Tipe vegetasi penutupan lahan di wilayah DAS Lawo antara lain pemukiman, hutan, persawahan, kebun campuran, tegalan/ladang, belukar dan sebagian adalah rawa. Kondisi hutan di wilayah hulu DAS Lawo masih dalam status hutan lindung. sehingga kondisinya perlu dipertahankan fungsi lindungnya agar tetap terjaga. Namun disisi lain kerapatan pohon sudah mulai berkurang. disebabkan karena terjadinya penebangan oleh orang-orang yang tidak bertanggung jawab dan belum sadar akan pentingnya pelestarian hutan. Sedangkan jenis penutupan lahan lainnya tersebar diseluruh wilayah DAS lawo.
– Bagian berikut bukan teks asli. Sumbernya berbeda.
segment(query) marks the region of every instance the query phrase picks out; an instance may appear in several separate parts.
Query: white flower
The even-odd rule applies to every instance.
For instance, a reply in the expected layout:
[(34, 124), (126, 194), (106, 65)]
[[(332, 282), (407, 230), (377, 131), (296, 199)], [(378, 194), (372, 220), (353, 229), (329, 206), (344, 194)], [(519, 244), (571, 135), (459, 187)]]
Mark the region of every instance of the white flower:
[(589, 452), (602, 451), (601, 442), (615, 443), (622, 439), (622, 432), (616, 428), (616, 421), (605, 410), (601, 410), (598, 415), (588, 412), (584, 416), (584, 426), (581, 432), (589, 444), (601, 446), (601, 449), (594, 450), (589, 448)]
Pemukiman sebagian terdapat di bagian hulu DAS, dan secara umum tersebar di bagian tengah dan hilir DAS. Kebun campuran dan tegalan/ladang tersebar dari hulu-hilir umumnya terdapat di wilayah tengah DAS. Sedangkan persawahan sebagian terdapat di bagian hulu dan tengah DAS dengan luasan tertentu. Rawa hanya terdapat di bagian hilir DAS. Jenis penutupan lahan pada DAS Lawo disajikan pada Tabel 18.

Tabel 18. Jenis tutupan lahan pada DAS Lawo

Penutupan Lahan Luas (Ha) %

Permukiman 306.34 1.8 Hutan 4 584.56 26.8 Belukar 878.37 5.1 Kebun Campuran 1 405.21 8.2 Persawahan 5 775.97 33.8 Rawa 76.53 0.4 Ladang/tegalan 4 077.47 23.8 Jumlah 17 104.45 100.0

Sumber: Bappeda Kab. Soppeng. 2007

Tabel 18 menunjukkan bahwa jenis tutupan lahan yang mendominasi kawasan DAS Lawo adalah persawahan sebesar 33.769%. Sedang prosentase tutupan lahan yang berjenis hutan sebesar 26.803% menunjukkan kondisi ekosistim ini masih relatif baik.

Erosi dan Sedimentasi

Aktivitas penduduk pada wilayah DAS secara tidak terkendali akan memberikan dampak terhadap perubahan kondisi fisik sungai terutama dalam bentuk erosi dan sedimentasi. Pada wilayah DAS Lawo. luas kawasan yang rawan erosi seluas 2 283.14 Ha (13.35%). Selanjutnya di sepanjang sungai juga terjadi erosi tebing sungai. Akibat dari erosi tersebit. maka di daerah hilir terjadi sedimentasi yang berlebihan dimana terjadinya penyempitan sungai hingga berukuran 6 meter. Akibatnya kapasitas tampung sungai semakin kecil dan sering terjadi banjir utamanya pada wilayah Kecamatan Ganra. Kondisi ini lebih diperparah oleh perilaku masyarakat yang kurang baik yaitu sering membuang sampah ke sungai.